Basic characteristics of included colorectal cancer patients and control subjects
| Variables | Colorectal cancer patients N = 316 (%) | Control subjects N = 316 (%) | χ2 value | P value |
|---|---|---|---|---|
| Age, years | ||||
| Average | 63.5 ± 10.9 | 62.8 ± 11.7 | ||
| < 60 | 175 (55.38) | 179 (56.65) | ||
| ≥ 60 | 141 (44.62) | 137 (43.35) | 0.11 | 0.75 |
| Sex | ||||
| Male | 122 (38.61) | 122 (38.61) | ||
| Female | 194 (61.39) | 194 (61.39) | 0.00 | 1.00 |
| Smoking status | ||||
| Never | 204 (64.56) | 231 (73.10) | ||
| Ever | 112 (35.44) | 85 (26.90) | 5.38 | 0.02 |
| Drinking status | ||||
| Never | 174 (55.06) | 188 (59.49) | ||
| Ever | 142 (44.94) | 128 (40.51) | 1.27 | 0.26 |
| Tumor size | ||||
| < 4 cm | 77 (24.37) | |||
| ≥ 4 cm | 239 (75.63) | |||
| Tumor differentiation | ||||
| Grade 1 | 21 (6.65) | |||
| Grade 2 | 262 (82.91) | |||
| Grade 3 | 33 (10.44) | |||
| Lymph mode metastases | ||||
| No | 144 (45.57) | |||
| Yes | 172 (54.43) | |||
| Relapse | ||||
| No | 300 (94.94) | |||
| Yes | 16 (5.06) | |||
Of 316 colorectal cancer patients, 239 (75.63%) had tumor size ≥ 4 cm, 262 (82.91%) had tumor differentiation at Grade 2, 172 (54.43%) had lymph mode metastases, and 300 (94.94%) had no relapse.

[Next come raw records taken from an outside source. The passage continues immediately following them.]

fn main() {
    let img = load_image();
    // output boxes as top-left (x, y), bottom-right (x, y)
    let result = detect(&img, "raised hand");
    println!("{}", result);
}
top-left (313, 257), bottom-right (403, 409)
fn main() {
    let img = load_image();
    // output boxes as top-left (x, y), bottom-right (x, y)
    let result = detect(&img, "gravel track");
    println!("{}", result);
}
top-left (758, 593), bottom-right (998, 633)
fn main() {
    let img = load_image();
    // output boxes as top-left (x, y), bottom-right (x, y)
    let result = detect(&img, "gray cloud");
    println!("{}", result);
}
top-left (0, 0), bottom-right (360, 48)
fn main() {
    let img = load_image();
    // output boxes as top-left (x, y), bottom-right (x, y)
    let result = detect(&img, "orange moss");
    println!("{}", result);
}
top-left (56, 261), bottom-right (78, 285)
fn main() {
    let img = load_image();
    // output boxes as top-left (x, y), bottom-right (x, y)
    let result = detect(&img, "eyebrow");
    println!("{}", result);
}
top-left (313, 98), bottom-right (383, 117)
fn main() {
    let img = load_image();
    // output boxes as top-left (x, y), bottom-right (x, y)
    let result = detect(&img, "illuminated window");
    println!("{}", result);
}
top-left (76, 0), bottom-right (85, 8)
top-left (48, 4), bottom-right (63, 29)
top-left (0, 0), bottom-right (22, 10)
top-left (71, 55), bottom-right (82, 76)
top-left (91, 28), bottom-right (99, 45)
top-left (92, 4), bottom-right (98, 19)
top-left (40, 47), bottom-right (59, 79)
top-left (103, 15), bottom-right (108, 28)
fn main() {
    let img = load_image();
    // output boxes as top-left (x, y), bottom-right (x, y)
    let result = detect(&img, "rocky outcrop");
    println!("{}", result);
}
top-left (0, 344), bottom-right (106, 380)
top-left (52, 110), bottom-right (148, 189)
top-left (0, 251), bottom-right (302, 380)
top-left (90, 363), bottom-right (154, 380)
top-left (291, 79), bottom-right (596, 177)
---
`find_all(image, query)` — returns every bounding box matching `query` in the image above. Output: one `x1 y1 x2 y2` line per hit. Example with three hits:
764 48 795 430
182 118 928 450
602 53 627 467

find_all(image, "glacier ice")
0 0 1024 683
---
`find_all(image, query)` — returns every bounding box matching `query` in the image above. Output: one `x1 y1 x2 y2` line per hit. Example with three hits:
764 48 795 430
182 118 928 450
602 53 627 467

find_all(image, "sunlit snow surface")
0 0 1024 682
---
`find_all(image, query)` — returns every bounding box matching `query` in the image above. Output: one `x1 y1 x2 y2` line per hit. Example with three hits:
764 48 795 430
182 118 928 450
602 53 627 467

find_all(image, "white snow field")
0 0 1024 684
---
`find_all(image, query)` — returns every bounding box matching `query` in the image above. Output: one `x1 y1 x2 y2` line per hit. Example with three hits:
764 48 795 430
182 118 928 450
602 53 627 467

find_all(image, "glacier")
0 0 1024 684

The allele and genotype distributions of ABCB1 C3435T and G2677T/A were found to be in Hardy–Weinberg equilibrium in the control group. Conditional logistic regression analysis showed that subjects carrying CT and CC genotypes of ABCB1 C3435T were more frequently observed in colorectal cancer patients when compared with controls, and the adjusted ORs were 1.62 (1.05-2.52) and 2.05 (1.25-3.36), respectively (Table 2). Moreover, we found that patients carrying the C allele of ABCB1 C3435T had a significantly increased risk of colorectal cancer relative to the CC genotype, with adjusted OR (95% CI) of 1.38 (1.10-1.74). However, no association was found between variants of ABCB1 G2677T/A polymorphism and risk of colorectal cancer.
Table 2.
Distribution of ABCB1 C3435T and G2677T/A polymorphisms and associations with risk of colorectal cancer
| Genotypes | Colorectal cancer patients N = 316 (%) | Control subjects N = 316 (%) | Adjusted OR (95% CI)1 | P value |
|---|---|---|---|---|
| ABCB1 C3435T | ||||
| TT | 49 (15.51) | 77 (24.37) | 1.0 (Ref.) | - |
| CT | 168 (53.16) | 163 (51.58) | 1.62 (1.05-2.52) | 0.02 |
| CC | 99 (31.33) | 76 (24.05) | 2.05 (1.25-3.36) | 0.003 |
| Allele | ||||
| T | 266 (42.09) | 317 (50.16) | 1.0 (Ref.) | - |
| C | 366 (57.91) | 315 (49.84) | 1.38 (1.10-1.74) | 0.004 |
| G2677T/A | ||||
| GG | 39 (12.34) | 51 (16.14) | 1.0 (Ref.) | - |
| GT/GA | 153 (48.42) | 149 (47.15) | 1.37 (0.83-2.26) | 0.19 |
| TT/AA | 124 (39.24) | 116 (36.71) | 1.43 (0.85-2.39) | 0.15 |
| Allele | ||||
| G | 231 (73.10) | 251 (39.72) | 1.0 (Ref.) | - |
| T/A | 401 (126.90) | 381 (60.28) | 1.15 (0.91-1.46) | 0.22 |
Adjusted for sex, age, smoking and drinking status.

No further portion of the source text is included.